Cohen and Cullen wound up selling IT WatchDogs. But about the same time they had started it, Cohen had, almost inadvertently, started Smart Bear Inc. He created a site online whereby programmers could submit code they were working on for peer review. It was an idea he was tinkering with that took off. He ran it until 2009 when he got an offer to buy the company that would give him enough money he never had to work again. After checking with some of his advisors—17 to be exact—he took it.
He took a sabbatical to stay home with his new baby. He began blogging almost obsessively. And then the idea for WPEngine arose.
He and Josh Baer, founder of Capital Factory and a serial entrepreneur in Austin who runs Other Inbox, put in a little bit of seed money and within seven months, the company was profitable. They hired two people and six months later it was profitable again. But all these baby steps were time consuming. So Cohen sought funding and wound up with $1.2 million last November. Silverton Partners from Austin led the round, which included prominent angels investors like Eric Ries, author of the Lean Startup, Loic Le Meur, Dharmesh Shah, Jeremy Benken, Bill Boebel, Rob Walling and others. Automattic, the company behind WordPress.com, also participated with a strategic investment.

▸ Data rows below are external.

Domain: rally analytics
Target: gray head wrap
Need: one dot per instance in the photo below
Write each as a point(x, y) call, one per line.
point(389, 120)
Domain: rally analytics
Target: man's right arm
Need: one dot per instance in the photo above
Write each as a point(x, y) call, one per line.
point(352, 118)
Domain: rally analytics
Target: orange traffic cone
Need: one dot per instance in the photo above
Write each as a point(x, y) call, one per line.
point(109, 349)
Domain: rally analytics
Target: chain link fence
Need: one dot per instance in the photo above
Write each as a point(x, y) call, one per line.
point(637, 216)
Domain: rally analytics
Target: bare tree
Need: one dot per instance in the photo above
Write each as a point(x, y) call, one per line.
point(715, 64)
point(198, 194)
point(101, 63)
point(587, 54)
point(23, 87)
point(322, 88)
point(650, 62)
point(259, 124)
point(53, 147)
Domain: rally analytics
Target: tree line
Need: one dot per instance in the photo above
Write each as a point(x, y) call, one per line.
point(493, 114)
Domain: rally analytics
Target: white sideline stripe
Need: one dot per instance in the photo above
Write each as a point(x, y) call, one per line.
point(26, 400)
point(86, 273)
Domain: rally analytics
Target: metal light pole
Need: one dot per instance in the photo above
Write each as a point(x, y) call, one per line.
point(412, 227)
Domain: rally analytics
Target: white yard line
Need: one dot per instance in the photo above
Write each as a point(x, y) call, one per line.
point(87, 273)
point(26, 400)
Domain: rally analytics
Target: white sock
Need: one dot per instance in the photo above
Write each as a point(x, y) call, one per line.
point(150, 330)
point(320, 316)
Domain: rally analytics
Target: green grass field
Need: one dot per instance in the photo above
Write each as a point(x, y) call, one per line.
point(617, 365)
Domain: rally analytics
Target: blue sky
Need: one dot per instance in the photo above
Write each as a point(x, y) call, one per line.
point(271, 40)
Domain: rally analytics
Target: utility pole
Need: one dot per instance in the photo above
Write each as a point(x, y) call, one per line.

WP Engine now has an install base of more than 30,000 personal and professional WordPress blogs. It recently dropped its base hosting price from $50 a month to $29. And it has plenty of room to grow. More than 71 million WordPress sites exist worldwide and WordPress.com hosts about half of them.
WP Engine is always tweaking.
Halfhill said the company is super proactive. They’ll call him to say “You’re definitely sucking up a lot of resources, we might want to reconfigure. There are no charges for that. It just feels like they’re taking care of me as a customer. It’s just like breathing.”
Cohen, though, is a startup guy. He’s constantly percolating with other ideas. Lately he’s been really focused on the idea of honesty, how honesty should be the bedrock of businesses. He might do something with that at some point.
“People asked me, ‘When you had enough money to live off forever, why do a startup?’” Cohen said. “It’s just in you…some people have to do companies.”